Pasaron los días, noches, ¿sabes? Me entraba pánico invitarte de nuevo a salir y por lo que siempre parecía a ti no te interesaba vernos por lo menos un minuto. No importaba (en ese entonces claro) entre menos pudiéramos salir, mejor (¡¿QUÉÉ?!) temía tanto que me volvieras a plantar. 

No todo fue malo, no siempre hubo problemas, de hecho, la mayoría del tiempo nos queríamos, pero nunca fue suficiente. 
Hablábamos todas las noches, tú comenzabas con un “hola”, sin mayúscula, sin importancia, nunca me importo, ese “hola” lo esperaba desde el amanecer. Nos decíamos las cosas más románticas, de hecho cosas que nunca diría y sin embargo te las decía y te prometo que te las haría llegar por donde fuera, pero nunca me dejaste intentarlo y por eso nunca funciono. 

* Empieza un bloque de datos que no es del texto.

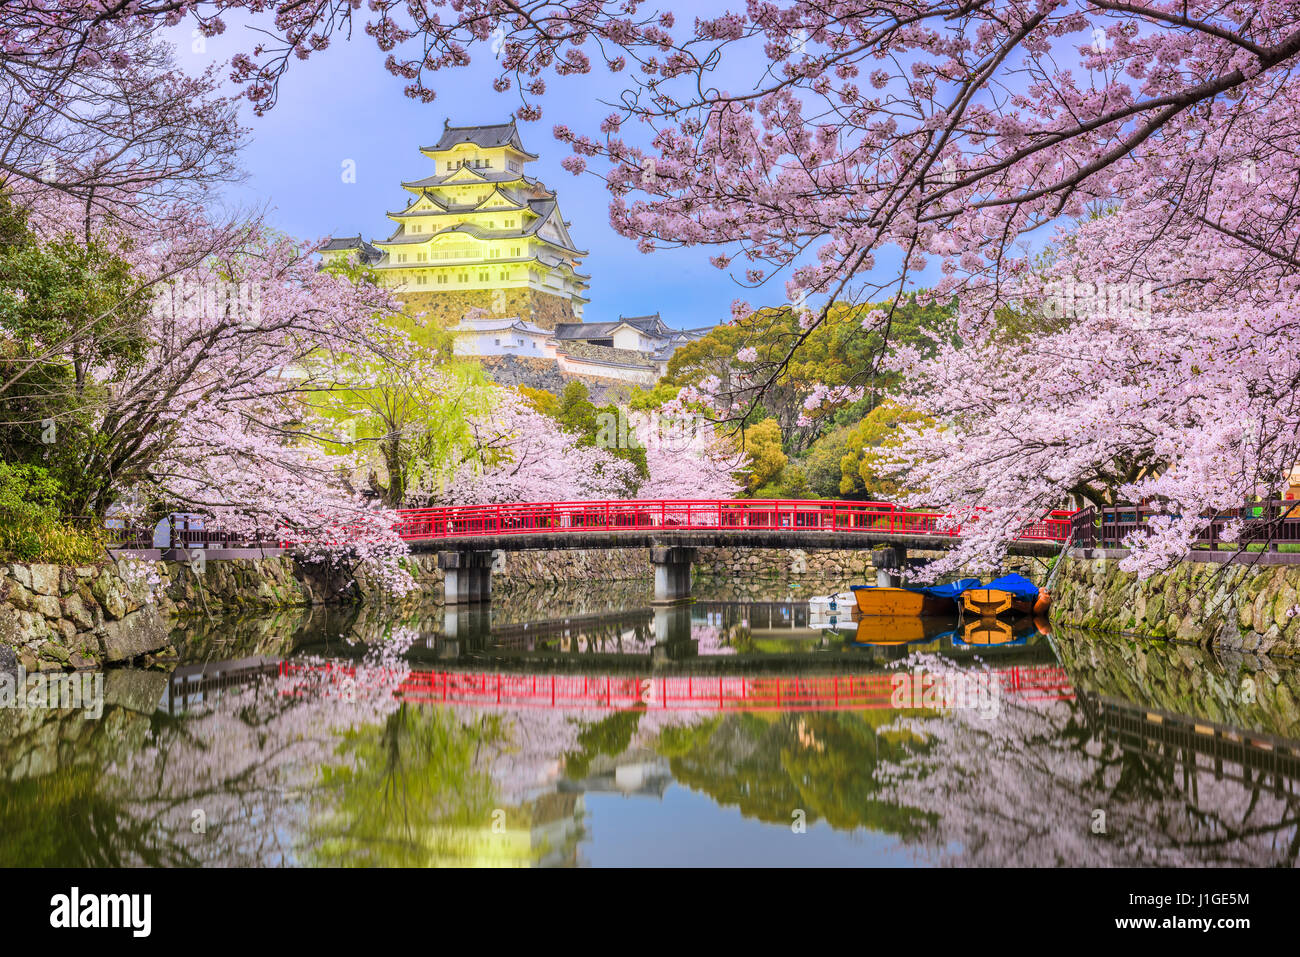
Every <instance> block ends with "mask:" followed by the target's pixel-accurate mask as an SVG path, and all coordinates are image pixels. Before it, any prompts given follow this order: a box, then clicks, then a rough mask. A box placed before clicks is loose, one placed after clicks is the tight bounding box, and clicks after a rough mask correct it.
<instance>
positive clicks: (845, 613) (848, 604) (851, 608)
mask: <svg viewBox="0 0 1300 957" xmlns="http://www.w3.org/2000/svg"><path fill="white" fill-rule="evenodd" d="M854 607H857V602H855V601H854V598H853V592H837V593H835V594H819V596H815V597H814V598H809V611H810V612H813V614H818V612H823V614H829V615H839V616H841V618H842V616H845V615H848V614H849V610H850V609H854Z"/></svg>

Esperaba que anocheciera para hablar contigo, entrar en Skype y simplemente vernos. Siempre parecías distante, indiferente, cuando decías cosas lindas nunca sonreías, las escribías mientras volteabas a otro lado, nunca vi emoción ni sonrojo, nunca como yo. 
Pero tus bailes, tu música extraña, ver decir tu primer te quiero, tu sonrisa y tu risa, tu voz, wow, ya te había hablado sobre tu voz, nada como tu voz, todo eso arreglaba lo malo que hacías, siempre.

Por eso es que este desastre se alargo por un tiempo, me encantaba todo de ti, ya no, pero lo hacía. 

Hablar contigo todas las noches era el problema ¿no lo ves? Nunca tuve tus días, nunca te vi de día, no vi tu cara en contraste con el sol, nunca estuvimos una tarde juntos mientras cruzábamos una avenida, arriesgando la vida en vez de pasar por el puente, nunca tuve tus sonrisas mañaneras ni tus despedidas en vivo, nunca tuve un te quiero solar ni un baile en tus brazos. Nunca tuve nada de lo que merecía, te lo que todos merecemos y por eso nunca funciono.

Llego mi cumpleaños un día en finales de mayo, ¿y qué hiciste? Felicitarme hasta en la noche, hasta que te diste cuenta que todos me publicaban, nunca espere ninguna felicitación que no fuera la tuya. Lo hiciste, pero un simple “Feliz Cumpleaños”. Otro momento para correr y dejar las cosas, no importa ya, por fin las he dejado y ni siquiera te moviste y por eso nunca funciono.